Saturday, November 24, 2007

Goldilocks and the 3 Bears

The young ladies and gentlemen from Miss Everson's British School of Amsterdam's Reception classroom promised a hearty rendition of the classic "Goldilocks & the 3 Bears" and "Billy Goats Gruff" stories, and they delivered with performances that were Oscar (Meyer Wiener) worthy.

Cole had the distinction of playing the role of Baby Bear, while his good friend Sonia played the lead role of Goldilocks. Eschewing the blond wig for her naturally exquisite jet-black hair, Sonia was captivating as she tasted porridge, sat in chairs, and tested beds. Cole was equally convincing with his performance as the youngest of the three Ursidae, exclaiming in shocked horror when he discovered that a young girl was still sleeping in his bed.

Daddy takes full responsibility for the lameness of the young Mr. Pressler's bear costume, but in my defense, have you ever lived in Amsterdam for a month and tried to track down a bear costume for a 4-year old? I didn't think so. His teacher came to the rescue with the application of face paint and some fabulous bear ears.
A furry scarf that I found at a market completed the kit.

Congrats to all of the students for a very fine performance indeed!

Tuesday, November 20, 2007

Sinterklaas & Zwart Piet

Nothing quite says “Christmas” like reggae music and blackfaced court jesters!

Most European cultures have their own holiday traditions, and the Dutch are no different. Every year, “Sinterklaas,” a tall, white-bearded bishop with a red cape, arrives in the Netherlands from his home in Spain. The day after his arrival, he makes his way to Amsterdam, first on a boat via the Amstel River, and then on the back of a white horse through the middle of the city.

Of course, Sinterklaas has his helper, Zwart Piet (“Black Pete”), in tow.
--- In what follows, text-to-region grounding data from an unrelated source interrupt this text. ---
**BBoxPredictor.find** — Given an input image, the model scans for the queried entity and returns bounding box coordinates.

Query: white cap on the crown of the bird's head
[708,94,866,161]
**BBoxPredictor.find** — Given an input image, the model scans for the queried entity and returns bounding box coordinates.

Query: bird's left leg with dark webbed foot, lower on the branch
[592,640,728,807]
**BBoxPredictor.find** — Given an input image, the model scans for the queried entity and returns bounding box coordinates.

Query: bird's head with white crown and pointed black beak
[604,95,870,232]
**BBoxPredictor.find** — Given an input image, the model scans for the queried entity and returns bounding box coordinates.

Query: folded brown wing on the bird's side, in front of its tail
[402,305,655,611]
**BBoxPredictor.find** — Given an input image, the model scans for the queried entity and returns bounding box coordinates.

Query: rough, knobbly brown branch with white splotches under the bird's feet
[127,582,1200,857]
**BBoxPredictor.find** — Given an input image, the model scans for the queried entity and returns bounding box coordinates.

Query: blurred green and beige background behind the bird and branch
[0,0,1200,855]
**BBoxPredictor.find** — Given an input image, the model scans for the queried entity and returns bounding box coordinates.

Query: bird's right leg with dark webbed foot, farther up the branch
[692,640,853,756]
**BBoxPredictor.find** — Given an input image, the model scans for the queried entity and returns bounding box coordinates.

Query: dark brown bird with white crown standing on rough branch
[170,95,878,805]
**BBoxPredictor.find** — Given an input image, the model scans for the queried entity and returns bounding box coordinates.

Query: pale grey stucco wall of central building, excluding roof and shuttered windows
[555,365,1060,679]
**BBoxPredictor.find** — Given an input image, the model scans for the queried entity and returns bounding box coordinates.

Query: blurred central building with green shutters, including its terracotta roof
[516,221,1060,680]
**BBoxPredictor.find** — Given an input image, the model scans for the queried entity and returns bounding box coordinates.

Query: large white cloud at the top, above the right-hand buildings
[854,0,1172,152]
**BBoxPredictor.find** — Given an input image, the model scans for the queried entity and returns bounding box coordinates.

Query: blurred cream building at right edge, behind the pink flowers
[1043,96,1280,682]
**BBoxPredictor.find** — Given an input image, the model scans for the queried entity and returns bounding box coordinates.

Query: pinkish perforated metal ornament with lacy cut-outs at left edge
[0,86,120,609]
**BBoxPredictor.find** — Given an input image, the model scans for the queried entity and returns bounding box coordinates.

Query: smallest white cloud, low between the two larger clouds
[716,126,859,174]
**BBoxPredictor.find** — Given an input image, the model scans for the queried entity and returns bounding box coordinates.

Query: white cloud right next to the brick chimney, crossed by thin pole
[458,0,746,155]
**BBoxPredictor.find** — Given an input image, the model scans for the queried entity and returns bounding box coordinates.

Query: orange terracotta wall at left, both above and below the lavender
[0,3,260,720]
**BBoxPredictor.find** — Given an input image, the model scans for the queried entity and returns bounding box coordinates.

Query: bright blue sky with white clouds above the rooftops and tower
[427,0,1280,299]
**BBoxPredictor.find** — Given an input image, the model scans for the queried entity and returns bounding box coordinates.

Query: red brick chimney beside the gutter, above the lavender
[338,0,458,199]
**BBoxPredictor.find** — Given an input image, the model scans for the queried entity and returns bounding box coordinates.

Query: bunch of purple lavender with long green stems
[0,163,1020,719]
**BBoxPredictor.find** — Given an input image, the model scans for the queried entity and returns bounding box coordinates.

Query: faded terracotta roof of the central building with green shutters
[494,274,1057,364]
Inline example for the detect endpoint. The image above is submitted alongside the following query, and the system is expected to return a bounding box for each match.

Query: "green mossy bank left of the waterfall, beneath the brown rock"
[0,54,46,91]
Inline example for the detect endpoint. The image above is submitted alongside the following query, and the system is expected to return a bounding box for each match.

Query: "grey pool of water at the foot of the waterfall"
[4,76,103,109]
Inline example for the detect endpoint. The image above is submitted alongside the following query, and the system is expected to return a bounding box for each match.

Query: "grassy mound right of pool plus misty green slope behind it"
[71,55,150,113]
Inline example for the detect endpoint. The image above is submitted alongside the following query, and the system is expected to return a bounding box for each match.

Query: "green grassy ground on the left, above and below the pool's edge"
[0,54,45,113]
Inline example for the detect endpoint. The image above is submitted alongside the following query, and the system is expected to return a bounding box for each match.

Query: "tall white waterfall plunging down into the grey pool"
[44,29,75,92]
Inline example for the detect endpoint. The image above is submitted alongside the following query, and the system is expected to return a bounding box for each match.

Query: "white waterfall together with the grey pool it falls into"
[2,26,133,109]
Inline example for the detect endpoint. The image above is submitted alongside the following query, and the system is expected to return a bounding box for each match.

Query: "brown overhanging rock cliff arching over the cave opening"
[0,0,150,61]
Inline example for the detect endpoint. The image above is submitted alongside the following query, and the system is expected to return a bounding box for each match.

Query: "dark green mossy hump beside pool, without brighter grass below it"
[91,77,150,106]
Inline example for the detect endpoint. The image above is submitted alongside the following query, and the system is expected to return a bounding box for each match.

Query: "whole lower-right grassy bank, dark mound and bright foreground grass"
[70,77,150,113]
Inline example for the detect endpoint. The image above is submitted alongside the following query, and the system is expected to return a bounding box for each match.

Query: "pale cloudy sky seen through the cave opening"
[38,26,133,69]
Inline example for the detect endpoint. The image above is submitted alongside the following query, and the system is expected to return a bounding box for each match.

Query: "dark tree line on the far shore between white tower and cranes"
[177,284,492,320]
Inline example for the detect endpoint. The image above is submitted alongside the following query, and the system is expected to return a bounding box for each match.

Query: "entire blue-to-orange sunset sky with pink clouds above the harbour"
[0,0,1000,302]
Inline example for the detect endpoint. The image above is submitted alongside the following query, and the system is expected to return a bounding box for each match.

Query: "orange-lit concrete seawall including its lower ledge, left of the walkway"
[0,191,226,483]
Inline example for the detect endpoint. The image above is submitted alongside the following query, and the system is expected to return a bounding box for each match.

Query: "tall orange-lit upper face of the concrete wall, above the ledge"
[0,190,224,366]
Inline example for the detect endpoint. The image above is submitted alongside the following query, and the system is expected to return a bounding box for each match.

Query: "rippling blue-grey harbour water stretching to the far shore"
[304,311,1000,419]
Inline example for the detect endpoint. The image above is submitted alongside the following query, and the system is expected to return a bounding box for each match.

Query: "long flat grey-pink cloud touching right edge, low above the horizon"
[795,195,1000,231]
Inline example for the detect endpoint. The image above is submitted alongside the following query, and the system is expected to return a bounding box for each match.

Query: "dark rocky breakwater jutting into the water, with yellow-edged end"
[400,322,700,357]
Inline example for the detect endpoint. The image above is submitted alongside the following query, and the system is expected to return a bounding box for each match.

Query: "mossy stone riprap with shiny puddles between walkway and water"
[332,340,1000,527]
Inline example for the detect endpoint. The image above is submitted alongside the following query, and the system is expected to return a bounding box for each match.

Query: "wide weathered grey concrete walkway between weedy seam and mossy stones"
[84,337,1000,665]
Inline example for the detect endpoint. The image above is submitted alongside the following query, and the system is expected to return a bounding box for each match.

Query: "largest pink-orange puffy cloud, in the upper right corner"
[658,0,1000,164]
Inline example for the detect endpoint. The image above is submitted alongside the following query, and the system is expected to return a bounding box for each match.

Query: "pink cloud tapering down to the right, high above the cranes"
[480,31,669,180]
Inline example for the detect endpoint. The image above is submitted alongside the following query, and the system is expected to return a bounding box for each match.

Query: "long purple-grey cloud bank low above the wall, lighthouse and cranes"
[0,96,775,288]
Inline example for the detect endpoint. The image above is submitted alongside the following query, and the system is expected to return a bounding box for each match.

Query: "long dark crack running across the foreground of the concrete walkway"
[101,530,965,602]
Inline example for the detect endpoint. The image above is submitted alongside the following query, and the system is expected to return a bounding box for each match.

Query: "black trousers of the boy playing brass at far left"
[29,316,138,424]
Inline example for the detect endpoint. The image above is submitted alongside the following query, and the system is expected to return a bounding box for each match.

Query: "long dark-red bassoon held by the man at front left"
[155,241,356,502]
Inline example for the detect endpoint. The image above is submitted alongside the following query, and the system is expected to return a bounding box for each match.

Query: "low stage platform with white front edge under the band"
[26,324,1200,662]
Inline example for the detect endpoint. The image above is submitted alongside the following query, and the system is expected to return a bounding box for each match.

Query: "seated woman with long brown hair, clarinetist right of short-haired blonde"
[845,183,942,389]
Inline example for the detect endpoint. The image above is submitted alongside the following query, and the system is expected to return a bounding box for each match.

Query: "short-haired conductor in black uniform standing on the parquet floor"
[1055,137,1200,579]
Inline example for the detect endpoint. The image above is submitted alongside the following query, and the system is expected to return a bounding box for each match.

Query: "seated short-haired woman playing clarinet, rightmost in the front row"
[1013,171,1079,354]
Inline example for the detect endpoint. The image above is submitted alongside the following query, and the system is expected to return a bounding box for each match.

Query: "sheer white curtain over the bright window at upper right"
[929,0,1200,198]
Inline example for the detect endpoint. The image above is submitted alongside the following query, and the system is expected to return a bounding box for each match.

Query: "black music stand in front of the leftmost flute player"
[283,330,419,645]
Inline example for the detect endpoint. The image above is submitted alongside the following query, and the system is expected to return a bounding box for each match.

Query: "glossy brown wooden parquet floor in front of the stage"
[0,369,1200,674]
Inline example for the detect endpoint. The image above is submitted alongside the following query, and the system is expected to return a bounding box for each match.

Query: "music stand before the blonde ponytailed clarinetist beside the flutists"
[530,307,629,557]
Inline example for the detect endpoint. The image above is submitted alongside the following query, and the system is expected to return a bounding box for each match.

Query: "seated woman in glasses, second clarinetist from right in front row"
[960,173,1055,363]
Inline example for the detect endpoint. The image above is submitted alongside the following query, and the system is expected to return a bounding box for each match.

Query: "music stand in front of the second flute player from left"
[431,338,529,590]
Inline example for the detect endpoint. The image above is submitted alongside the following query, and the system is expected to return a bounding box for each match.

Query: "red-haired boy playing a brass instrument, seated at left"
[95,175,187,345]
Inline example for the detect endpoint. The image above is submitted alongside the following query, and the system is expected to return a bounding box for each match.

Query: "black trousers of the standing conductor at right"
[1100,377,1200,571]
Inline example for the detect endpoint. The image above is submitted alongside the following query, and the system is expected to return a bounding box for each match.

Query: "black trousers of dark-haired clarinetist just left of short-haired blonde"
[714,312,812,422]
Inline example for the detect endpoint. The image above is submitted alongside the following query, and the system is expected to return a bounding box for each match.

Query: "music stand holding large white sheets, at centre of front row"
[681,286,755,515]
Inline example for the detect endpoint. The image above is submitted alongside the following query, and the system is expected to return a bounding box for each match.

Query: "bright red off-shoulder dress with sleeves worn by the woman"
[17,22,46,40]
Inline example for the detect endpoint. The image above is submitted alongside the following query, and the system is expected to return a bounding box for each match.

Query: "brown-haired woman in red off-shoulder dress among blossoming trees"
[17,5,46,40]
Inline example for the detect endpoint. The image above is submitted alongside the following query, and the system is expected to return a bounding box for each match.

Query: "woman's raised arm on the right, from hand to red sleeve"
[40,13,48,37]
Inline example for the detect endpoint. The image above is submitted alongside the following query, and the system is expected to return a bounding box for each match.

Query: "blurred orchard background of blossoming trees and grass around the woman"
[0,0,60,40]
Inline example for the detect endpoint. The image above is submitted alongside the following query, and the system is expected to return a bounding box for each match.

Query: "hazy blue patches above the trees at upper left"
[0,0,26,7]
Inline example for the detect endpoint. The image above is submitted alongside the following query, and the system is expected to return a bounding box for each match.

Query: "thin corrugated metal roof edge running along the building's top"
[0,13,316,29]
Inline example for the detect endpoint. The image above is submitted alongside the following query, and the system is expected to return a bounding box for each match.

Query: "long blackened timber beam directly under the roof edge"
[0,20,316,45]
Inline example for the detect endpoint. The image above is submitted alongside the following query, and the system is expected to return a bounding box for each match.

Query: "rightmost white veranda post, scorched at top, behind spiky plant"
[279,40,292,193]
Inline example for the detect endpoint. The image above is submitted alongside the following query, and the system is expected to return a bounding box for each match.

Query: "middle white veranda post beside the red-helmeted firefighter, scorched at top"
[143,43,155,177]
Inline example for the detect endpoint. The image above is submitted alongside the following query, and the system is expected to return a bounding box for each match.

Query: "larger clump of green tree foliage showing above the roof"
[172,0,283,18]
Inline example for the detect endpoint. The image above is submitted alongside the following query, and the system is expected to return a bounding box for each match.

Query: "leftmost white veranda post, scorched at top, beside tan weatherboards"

ZP, as I’ll call him, was once upon a time a slave. Now, ZP’s black face is explained by parents as the “soot that he gets when he comes down the chimney.”

Sinter and ZP travel across the country, landing on rooftops on the white horse, then coming down the chimney to leave chocolates and almonds, etc. for the children who have behaved well. The kids are encouraged to leave carrots and straw to feed the horse.

The troubling part of the deal is ZP. For whatever reason, ZP is a Caucasian person wearing “blackface” painting. It’s more than unnerving, and for most Americans (I think) borders on being outright offensive. And there’s not just one ZP. The official ZP crew appears to be two or three, but every single helper, entertainer, driver, band instrument player, parade horse shit scooper, side of the building rapeller, and acrobat is outfitted in the standard ZP garb: A multicolored, silk court jester outfit, complete with feathered hat. Go ahead, Google “Zwart Piet” and see what you find and make your own call!

Anyway, back to this past Sunday, when we took the kids to the Dam square in Amsterdam Centrum to witness Sinterklaas’s arrival. As a reggae band (?) performed traditional “WE LOVE YOU, SINTERKLAAS!” songs, the kids had a blast, especially since the legions of ZPs hand out the traditional Sinterklaas cookie, the pepernoten. These are little crunchy ginger cookies (not to be confused with the German pfeffernusse) are handed out in the Netherlands and Belgium, carried in enormous burlap sacks. All of the kids along the parade route can be heard screaming “Piet! Piet!” so they can get a few handfuls. Plus, the weather was beautiful.

Here's a short video clip that I captured of the man himself riding into Dam square:

We’re settling in well, with most of our furniture in place…we’re just awaiting the delivery of our family room couches from Ikea. A bunch of boxes still need to be unpacked, which might take a bit of time to complete.

I took my road bike out of Amsterdam for a 50k (31-mile) jaunt today, and really enjoyed some beautiful pastoral scenery. I’ll have much more on the Amsterdam cycling scene in an upcoming post.

Tomorrow: Another meeting with government officials to get residency cards; finding a chiropractor; finalizing Christmas travel plans.